— Я все еще его продумываю, — говорит Хауи, — роман требует времени.
— Где-то я уже это слышала, — отвечает Банни, а потом предлагает Хауи написать о Пэм.
— О той судьбоносной ночи. Это было бы хорошей историей.
Словно под влиянием нахлынувшего вдохновения, Хауи вскакивает со стула и спрашивает:
— Не одолжишь ли бумаги? Буквально пару листов.
Банни вырывает восемь или десять страниц из конца блокнота и протягивает их Хауи вместе с фломастером. Хауи упархивает в комнату для досуга. Банни в очередной раз принимается изучать Расписание занятий, когда в коридоре возникает новая медсестра, та, у которой на шее небольшая татуировка с бабочкой. Останавливается возле Банни и спрашивает:
— Как насчет «Йоги»?
Ее нога подскакивает
Банни пьет вторую чашку кофе, когда за ней, чтобы отвести ее вниз, приходит та самая санитарка, которая в первый день забрала у нее туфли.
— Вниз — это куда? Для чего? — спрашивает Банни.
Патриша — Банни помнит ее имя — скрещивает руки на груди и топает ногой. Поскольку на ногах у нее кроссовки, звук от топанья больше напоминает звук от похлопывания по плечу; для того, чтобы распознать в этом шепоте ног агрессию, Банни приходится напрячься.
У психиатрического отделения, расположенного на девятом этаже, имеется собственный лифт, заменивший собой, образно говоря, чулан, в котором сумасшедших прячут от посторонних глаз.
Девятый этаж — это вам не сувенирный магазин.
Лифт останавливается на седьмом этаже, и Банни выходит из него вслед за Патришей, потом проходит за ней через дверь с матовым стеклом в безлюдную комнату ожидания. Патриша указывает Банни на одно из кресел, обитых кожзаменителем цвета авокадо, и велит сесть.
— Ждите здесь, — велит Патриша и с равнодушным видом человека, вышедшего на прогулку без определенной цели, лениво бредет к регистратуре.
Банни берет с кофейного столика журнал «Пипл»; пусть и не последний номер, но достаточно свежий. Она его не читает, даже не смотрит мельком на фотографии, лишь механически листает страницы, как будто это действие заложено в ее мышечную память; делает что-то, хотя не осознает зачем. Долистав до конца журнала, начинает листать с начала, но очень далеко продвинуться не успевает, так как возвращается Патриша.
— Нам придется подождать. — Патриша падает в кресло и выглядит такой вымотанной, будто не в состоянии больше сделать ни шагу.
— Подождать чего? — спрашивает Банни, но Патриша себя ответом не утруждает.

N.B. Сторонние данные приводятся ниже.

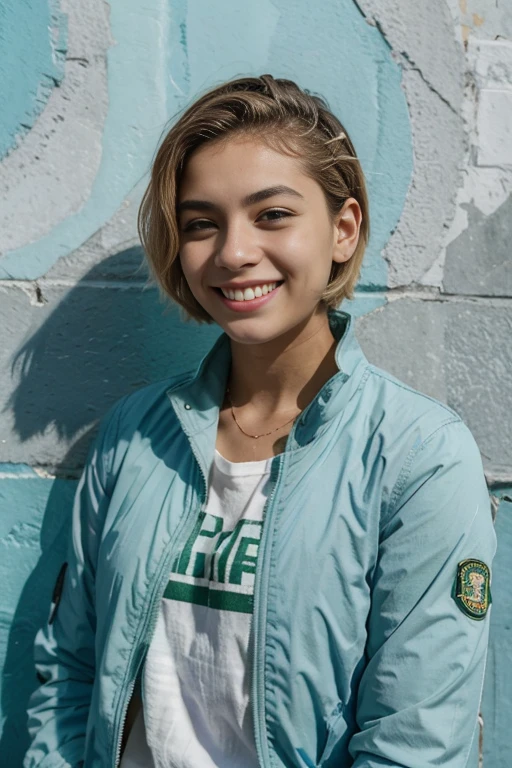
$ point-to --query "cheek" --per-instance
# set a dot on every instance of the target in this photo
(191, 262)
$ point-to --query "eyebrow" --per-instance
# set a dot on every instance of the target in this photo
(252, 199)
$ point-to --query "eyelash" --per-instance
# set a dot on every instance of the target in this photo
(192, 227)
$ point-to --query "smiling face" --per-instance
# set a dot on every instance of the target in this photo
(251, 222)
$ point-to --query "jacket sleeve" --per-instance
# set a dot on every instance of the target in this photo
(64, 647)
(419, 695)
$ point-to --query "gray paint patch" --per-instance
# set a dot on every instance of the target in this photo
(423, 41)
(479, 260)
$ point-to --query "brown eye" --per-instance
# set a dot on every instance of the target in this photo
(276, 214)
(197, 225)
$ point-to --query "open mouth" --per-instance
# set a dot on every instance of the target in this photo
(249, 294)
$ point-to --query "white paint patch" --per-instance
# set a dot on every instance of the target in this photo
(487, 111)
(492, 66)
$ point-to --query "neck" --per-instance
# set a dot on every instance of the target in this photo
(286, 373)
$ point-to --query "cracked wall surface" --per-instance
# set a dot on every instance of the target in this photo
(424, 90)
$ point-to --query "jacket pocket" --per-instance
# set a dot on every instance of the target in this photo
(338, 735)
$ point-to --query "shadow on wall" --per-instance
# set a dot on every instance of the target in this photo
(99, 341)
(102, 340)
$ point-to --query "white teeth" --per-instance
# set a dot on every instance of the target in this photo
(248, 293)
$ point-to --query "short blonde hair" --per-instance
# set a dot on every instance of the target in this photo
(288, 119)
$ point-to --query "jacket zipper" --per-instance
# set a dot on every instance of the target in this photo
(259, 628)
(152, 616)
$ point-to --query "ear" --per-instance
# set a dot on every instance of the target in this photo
(346, 231)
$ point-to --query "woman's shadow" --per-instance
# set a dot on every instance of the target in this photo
(105, 338)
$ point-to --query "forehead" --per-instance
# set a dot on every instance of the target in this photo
(240, 165)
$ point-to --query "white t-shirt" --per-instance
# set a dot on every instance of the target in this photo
(196, 678)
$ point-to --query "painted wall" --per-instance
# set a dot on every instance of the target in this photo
(86, 90)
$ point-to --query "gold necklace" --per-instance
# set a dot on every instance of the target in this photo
(264, 434)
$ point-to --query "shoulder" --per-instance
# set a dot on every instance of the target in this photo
(412, 405)
(421, 437)
(139, 412)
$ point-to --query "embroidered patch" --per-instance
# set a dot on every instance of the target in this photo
(472, 591)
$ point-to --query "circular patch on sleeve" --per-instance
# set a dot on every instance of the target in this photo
(472, 591)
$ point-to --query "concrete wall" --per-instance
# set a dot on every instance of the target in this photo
(86, 89)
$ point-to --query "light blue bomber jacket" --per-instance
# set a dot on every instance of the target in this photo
(362, 655)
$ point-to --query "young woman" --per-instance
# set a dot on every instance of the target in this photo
(274, 557)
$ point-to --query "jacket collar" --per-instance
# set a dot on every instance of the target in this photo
(197, 401)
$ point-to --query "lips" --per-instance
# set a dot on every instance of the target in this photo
(248, 304)
(251, 292)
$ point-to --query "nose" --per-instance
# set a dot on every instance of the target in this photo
(237, 247)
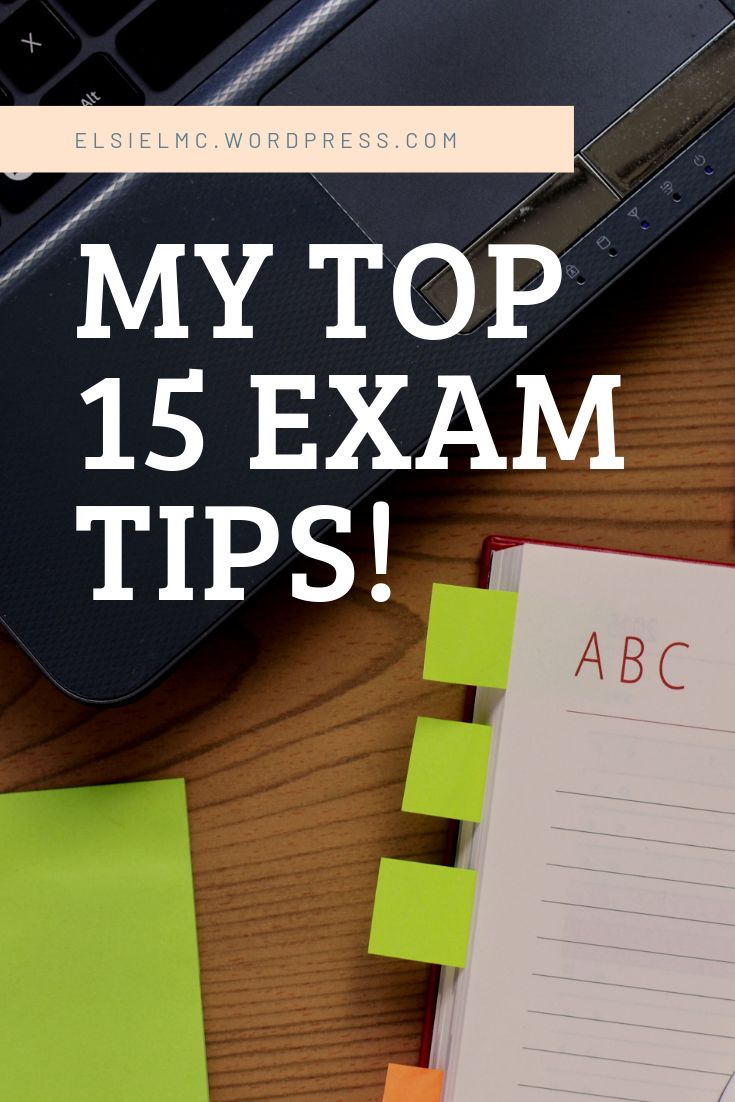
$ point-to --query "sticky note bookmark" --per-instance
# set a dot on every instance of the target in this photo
(412, 1084)
(98, 955)
(469, 636)
(447, 769)
(422, 913)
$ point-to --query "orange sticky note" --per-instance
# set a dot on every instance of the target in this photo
(412, 1084)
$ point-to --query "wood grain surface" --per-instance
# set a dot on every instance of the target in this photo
(292, 724)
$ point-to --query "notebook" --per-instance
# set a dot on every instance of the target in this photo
(601, 946)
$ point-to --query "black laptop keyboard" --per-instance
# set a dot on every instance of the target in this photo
(109, 52)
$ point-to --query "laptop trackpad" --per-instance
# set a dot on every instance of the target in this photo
(600, 55)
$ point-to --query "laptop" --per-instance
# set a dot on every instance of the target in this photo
(654, 89)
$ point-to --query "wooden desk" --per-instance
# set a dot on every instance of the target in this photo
(293, 723)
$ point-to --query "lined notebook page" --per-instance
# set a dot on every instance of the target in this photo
(603, 955)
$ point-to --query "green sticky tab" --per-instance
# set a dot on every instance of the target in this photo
(98, 955)
(422, 913)
(469, 636)
(447, 769)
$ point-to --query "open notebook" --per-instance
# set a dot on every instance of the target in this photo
(601, 962)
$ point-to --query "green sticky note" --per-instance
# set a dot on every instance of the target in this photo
(447, 769)
(469, 636)
(422, 913)
(99, 975)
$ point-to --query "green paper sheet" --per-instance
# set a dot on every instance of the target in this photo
(99, 978)
(422, 913)
(447, 769)
(469, 636)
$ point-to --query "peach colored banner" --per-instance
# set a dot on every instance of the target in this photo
(287, 139)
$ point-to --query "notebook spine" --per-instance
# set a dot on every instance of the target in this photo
(423, 911)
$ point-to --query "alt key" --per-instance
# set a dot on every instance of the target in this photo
(97, 82)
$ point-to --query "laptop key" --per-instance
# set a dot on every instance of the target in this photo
(96, 17)
(19, 190)
(96, 82)
(162, 43)
(34, 45)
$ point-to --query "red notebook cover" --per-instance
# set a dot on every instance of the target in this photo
(492, 544)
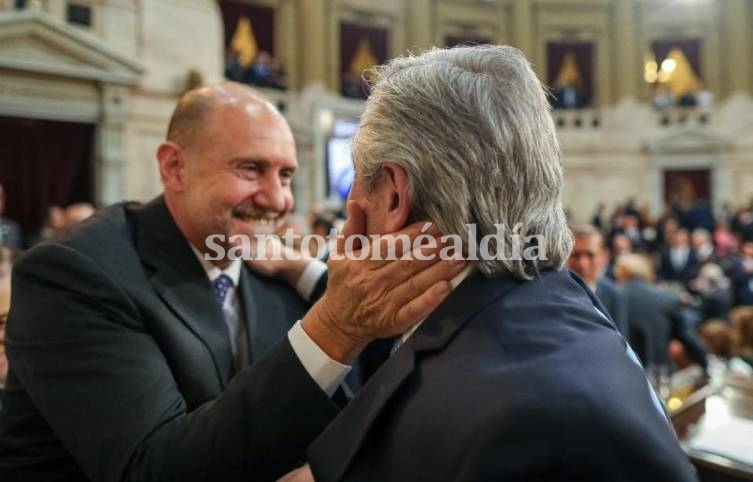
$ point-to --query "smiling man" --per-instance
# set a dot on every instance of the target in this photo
(132, 357)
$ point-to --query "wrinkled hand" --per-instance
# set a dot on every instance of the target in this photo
(299, 475)
(371, 298)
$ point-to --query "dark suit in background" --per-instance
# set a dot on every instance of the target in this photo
(121, 367)
(510, 381)
(668, 271)
(613, 299)
(654, 318)
(10, 234)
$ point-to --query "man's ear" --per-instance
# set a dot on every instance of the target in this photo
(171, 160)
(397, 196)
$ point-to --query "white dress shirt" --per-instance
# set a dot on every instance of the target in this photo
(326, 372)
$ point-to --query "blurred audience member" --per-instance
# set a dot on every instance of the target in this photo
(742, 274)
(654, 315)
(701, 243)
(620, 245)
(718, 337)
(75, 213)
(742, 322)
(713, 291)
(724, 239)
(597, 220)
(6, 261)
(679, 262)
(321, 225)
(52, 222)
(10, 232)
(589, 259)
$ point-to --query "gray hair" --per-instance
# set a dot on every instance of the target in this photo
(472, 128)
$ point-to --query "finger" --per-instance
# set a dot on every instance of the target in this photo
(422, 306)
(417, 285)
(397, 272)
(393, 244)
(355, 224)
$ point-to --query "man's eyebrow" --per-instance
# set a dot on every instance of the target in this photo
(263, 161)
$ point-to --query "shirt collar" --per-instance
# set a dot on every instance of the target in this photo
(454, 282)
(233, 270)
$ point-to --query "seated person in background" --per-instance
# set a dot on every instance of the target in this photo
(742, 322)
(77, 212)
(717, 336)
(679, 262)
(713, 291)
(700, 241)
(517, 375)
(654, 314)
(589, 259)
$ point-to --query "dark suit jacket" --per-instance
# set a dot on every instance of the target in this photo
(121, 366)
(613, 299)
(506, 381)
(10, 234)
(654, 319)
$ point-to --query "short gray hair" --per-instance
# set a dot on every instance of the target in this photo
(472, 128)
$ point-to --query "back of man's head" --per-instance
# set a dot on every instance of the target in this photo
(472, 128)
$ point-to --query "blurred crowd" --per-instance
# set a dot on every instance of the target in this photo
(265, 70)
(679, 287)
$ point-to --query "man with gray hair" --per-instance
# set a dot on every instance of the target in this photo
(517, 375)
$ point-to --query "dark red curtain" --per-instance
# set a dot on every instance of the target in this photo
(584, 56)
(44, 163)
(679, 181)
(453, 41)
(690, 47)
(262, 21)
(350, 36)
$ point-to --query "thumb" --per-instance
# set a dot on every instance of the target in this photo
(355, 224)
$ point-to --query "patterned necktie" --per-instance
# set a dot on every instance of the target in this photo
(236, 327)
(221, 286)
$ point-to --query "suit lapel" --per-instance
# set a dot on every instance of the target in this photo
(333, 452)
(261, 310)
(181, 282)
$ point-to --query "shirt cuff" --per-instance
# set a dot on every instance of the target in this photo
(311, 275)
(326, 372)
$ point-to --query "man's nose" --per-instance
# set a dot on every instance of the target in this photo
(273, 196)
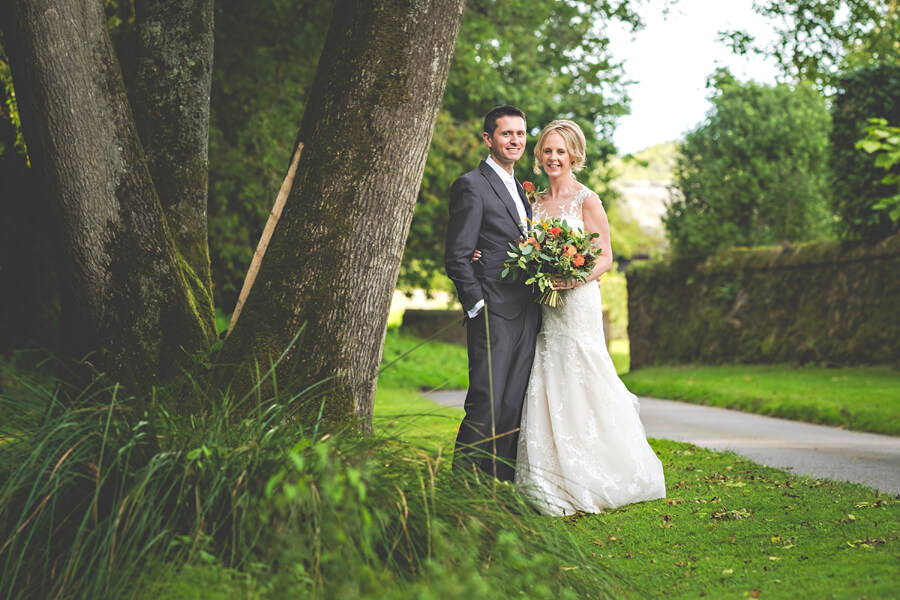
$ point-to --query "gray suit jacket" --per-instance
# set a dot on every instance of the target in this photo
(483, 216)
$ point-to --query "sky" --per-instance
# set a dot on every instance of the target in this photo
(669, 61)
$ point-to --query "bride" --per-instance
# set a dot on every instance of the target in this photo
(582, 445)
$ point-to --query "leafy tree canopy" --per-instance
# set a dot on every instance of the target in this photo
(817, 40)
(756, 172)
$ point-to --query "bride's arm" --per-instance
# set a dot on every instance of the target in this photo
(595, 221)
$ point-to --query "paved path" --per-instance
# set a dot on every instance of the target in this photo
(802, 448)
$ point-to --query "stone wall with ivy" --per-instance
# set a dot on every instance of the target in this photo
(829, 303)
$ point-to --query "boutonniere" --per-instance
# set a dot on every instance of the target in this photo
(531, 192)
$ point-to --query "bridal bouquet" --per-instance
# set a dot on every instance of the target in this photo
(552, 250)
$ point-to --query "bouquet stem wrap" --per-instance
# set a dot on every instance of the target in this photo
(551, 298)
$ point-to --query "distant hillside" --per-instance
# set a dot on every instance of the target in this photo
(642, 182)
(652, 164)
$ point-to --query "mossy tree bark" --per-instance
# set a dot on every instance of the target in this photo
(170, 100)
(124, 288)
(333, 260)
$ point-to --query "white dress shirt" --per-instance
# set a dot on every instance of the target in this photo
(509, 180)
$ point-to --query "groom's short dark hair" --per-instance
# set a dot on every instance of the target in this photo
(490, 119)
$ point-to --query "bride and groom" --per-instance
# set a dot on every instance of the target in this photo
(545, 407)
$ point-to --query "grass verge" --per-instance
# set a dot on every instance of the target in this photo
(730, 528)
(860, 398)
(177, 495)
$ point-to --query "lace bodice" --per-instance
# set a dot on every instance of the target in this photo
(567, 208)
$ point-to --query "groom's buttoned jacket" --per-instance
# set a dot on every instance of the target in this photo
(484, 217)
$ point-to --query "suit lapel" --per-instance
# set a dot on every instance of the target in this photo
(524, 199)
(500, 189)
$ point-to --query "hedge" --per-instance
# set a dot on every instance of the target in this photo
(830, 303)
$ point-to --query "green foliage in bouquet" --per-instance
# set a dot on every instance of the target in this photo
(552, 250)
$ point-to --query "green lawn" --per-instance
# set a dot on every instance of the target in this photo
(862, 398)
(730, 528)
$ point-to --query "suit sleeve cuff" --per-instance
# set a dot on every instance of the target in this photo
(473, 312)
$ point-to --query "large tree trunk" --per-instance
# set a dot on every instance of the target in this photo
(334, 257)
(124, 290)
(170, 100)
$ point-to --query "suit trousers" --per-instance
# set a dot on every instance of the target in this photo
(489, 434)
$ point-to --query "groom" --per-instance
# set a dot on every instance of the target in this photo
(487, 211)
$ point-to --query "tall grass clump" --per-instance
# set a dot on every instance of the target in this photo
(110, 495)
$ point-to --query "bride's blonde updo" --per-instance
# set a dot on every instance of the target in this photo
(573, 137)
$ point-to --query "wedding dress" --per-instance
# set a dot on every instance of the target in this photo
(582, 445)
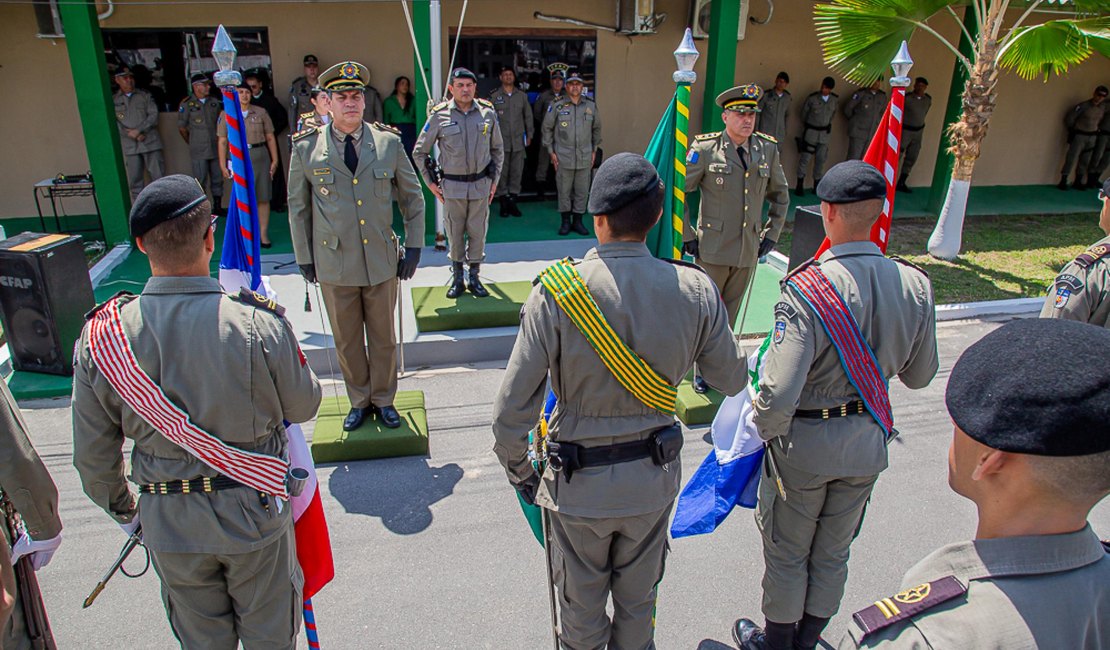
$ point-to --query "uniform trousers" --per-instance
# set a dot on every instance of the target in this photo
(512, 173)
(732, 282)
(806, 539)
(593, 558)
(214, 601)
(573, 189)
(365, 341)
(139, 164)
(467, 221)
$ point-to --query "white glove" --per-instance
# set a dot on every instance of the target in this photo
(41, 551)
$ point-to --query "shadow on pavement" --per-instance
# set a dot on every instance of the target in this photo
(400, 491)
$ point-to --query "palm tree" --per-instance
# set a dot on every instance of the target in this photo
(860, 37)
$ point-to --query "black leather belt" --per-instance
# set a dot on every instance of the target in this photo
(195, 485)
(843, 410)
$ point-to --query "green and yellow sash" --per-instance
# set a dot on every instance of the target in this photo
(572, 295)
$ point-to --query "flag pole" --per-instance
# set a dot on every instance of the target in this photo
(685, 57)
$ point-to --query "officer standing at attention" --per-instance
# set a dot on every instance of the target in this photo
(514, 113)
(300, 91)
(471, 156)
(27, 484)
(817, 113)
(1082, 123)
(137, 118)
(736, 170)
(827, 427)
(609, 506)
(197, 122)
(554, 93)
(864, 111)
(916, 108)
(226, 373)
(775, 108)
(1036, 575)
(341, 181)
(572, 133)
(1082, 287)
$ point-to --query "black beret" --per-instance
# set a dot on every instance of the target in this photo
(163, 200)
(851, 181)
(621, 180)
(1018, 388)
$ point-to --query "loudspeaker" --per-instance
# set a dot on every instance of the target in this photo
(808, 233)
(44, 293)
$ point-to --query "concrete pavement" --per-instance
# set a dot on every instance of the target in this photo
(433, 552)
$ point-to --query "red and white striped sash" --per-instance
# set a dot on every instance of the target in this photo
(111, 351)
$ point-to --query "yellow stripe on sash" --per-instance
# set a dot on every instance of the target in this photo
(572, 295)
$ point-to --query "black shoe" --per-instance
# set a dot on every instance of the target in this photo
(475, 284)
(565, 229)
(354, 418)
(390, 416)
(457, 285)
(577, 226)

Самое большое желание Банни в данный момент — не расплакаться. Коробки с салфетками нигде не видно, а Патриша, в отличие от всех остальных работников психиатрического отделения, упаковку с салфетками в кармане не носит. Банни вырывает страницу из журнала «Пипл» и сморкается в волосы Дженнифер Энистон. Поскольку мусорной корзины тоже нигде не видно, Банни сворачивает глянцевую страницу в комок и стискивает в кулаке.
Примерно через полчаса Банни вызывают, и Патриша ей говорит:
— Не забудьте вернуться сюда, после того как закончите.
Банни выпускает из кулака скомканную журнальную страницу с соплями, и та падает на пол возле Патришиных ног.
Первая остановка — в помещении размером со шкаф, в котором женщина-техник затягивает жгут на Банниной руке.
— Вы всего лишь почувствуете щипок, — говорит она.
Наблюдая за тем, как ее кровь стекает по трубке в пробирку, Банни предается суицидальным мыслям: ванна, теплая вода, водка, сигареты, канцелярский нож, из нее струится кровь, кожа бледнеет, и так все тихо и спокойно, но тут появляется Джеффри и все портит, и это совпадает по времени с моментом, когда женщина-техник произносит «мы закончили» и накладывает пластырь на ранку от укола.
Смотровой кабинет ничем не примечателен. В нем находятся: мягкий смотровой стол черного цвета, покрытый чистым листом белой бумаги, черные стальные весы с линейкой для измерения роста и раковина из нержавеющей стали. Лишь медицинский шкаф выделяется. В отличие от его собратьев в других врачебных кабинетах, в нем нет ни ножниц, ни шприцов, ни сложенных в стопку бесплатных образцов продукции, предоставленных продавцами фармацевтических товаров. Если не считать пыльной коробки с марлевыми прокладками и мотка клейкой ленты, он пуст. По-видимому, доктор либо интерн, либо стажер. Он слишком молод, чтобы сообщать дурные вести. Впрочем, компьютер у него на письменном столе старый, очень старый, выпущенный еще до эпохи беспроводных технологий. Кабели перекручены и спутаны, клавиатура от времени пожелтела.